Improved navigation accuracy directly enhances the quality of 3D models generated from sonar data. Fine structural details such as anchor bolts and reinforcements can now be consistently resolved. Even in long, straight tunnel sections exceeding fifty meters, the system demonstrates negligible drift, ensuring reliable geometric representation and accurate georeferencing.

The integrated design also simplifies ROV configuration by reducing the number of components that need to be installed, calibrated, and maintained. This not only shortens setup times but also improves vehicle maneuverability by minimizing payload size and weight.

Reliable performance in complex environments

Hydroelectric tunnels often contain steel reinforcements that can introduce localized magnetic disturbances. While such challenges remain inherent to the environment, the Nucleus system’s robust sensor fusion and real-time diagnostics help mitigate their impact.

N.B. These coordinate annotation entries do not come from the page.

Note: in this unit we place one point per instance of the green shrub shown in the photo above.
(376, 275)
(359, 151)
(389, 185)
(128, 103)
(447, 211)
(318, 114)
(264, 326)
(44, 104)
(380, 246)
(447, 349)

Reliability is critical for reducing operational risk. Prior to adopting the Nucleus 1000, failures in bottom tracking or attitude estimation occasionally resulted in unusable datasets and costly rework. With the new system, these risks have been significantly reduced.

Skava aims to deliver positioning accuracy of under one meter across all projects. The improved stability and consistency provided by the Nucleus system have strengthened their ability to meet these expectations while increasing confidence in the final deliverables.

Transforming underwater inspection workflows

The adoption of the Nortek Nucleus 1000 has not changed the fundamental nature of Skava’s services, but it has transformed how those services are delivered. By improving navigation accuracy, reducing operational complexity, and streamlining data processing, the system enables faster, more reliable, and higher-quality inspections in some of the most challenging underwater environments.